What Happens if I Don't Pay It?
The penalty for non-compliance starts with 10% late fee based on an estimate of what you owe. And sometimes there’s an additional 10% late fee, called a jeopardy determination, added on top. If you’re registered with the secretary of state, they’ll also revoke your right to do business in the state until you’re compliant.
The effects of these penalties are significant.
Say, for example, your revenue hits the minimum threshold of $1.18 million in Texas. You’d owe $67,850, or 0.575% of your revenue. A 20% penalty is an extra $13,570 out of your pocket. Plus, losing your license to do business in Texas could cause you to lose your entire $1.18 million in annual revenues in Texas going forward.

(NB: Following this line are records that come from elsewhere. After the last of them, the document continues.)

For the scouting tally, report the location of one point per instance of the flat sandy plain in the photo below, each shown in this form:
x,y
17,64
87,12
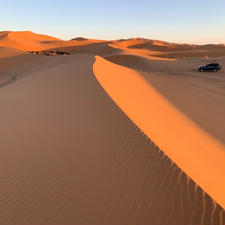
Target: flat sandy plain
x,y
119,132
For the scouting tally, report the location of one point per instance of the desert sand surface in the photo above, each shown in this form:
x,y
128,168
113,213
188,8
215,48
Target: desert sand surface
x,y
125,138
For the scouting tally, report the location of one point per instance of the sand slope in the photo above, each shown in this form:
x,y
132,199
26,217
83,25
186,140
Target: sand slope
x,y
71,156
6,52
200,155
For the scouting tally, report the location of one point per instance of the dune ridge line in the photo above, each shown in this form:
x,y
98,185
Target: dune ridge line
x,y
202,157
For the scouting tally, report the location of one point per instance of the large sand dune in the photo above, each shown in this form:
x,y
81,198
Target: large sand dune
x,y
185,143
71,156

If that wasn’t enough, failure to comply with the franchise tax can also impact your other taxes. For example, Texas can take your sales tax refund to cover your debt on the franchise tax.
How Do I Get Compliant?
Despite the confusion surrounding the franchise tax, getting compliant is a straightforward process. Here’s what you’ll need to do:
- Compare your total revenues in Texas to the thresholds defined above.
- If your revenues are more than $1.18 million you likely have franchise tax liability.
- You might also be liable if you’re registered to collect sales tax in Texas.
- Identify which tax rate applies to your business.
- Calculate how much you owe.
- File a return every year by May 15th and pay the proper amount to the department of revenue.
Getting compliant with the Texas franchise tax isn’t as bad as it seems. Every business can do it with the right approach and guidance. The real problem is that it’s one more way taxpayers can fall out of compliance. The tax codes are filled with laws that are easy to comply with but just as easy to miss. For most businesses, the best way to ensure you’re on the right track is to conduct a holistic review of your situation and seek outside guidance.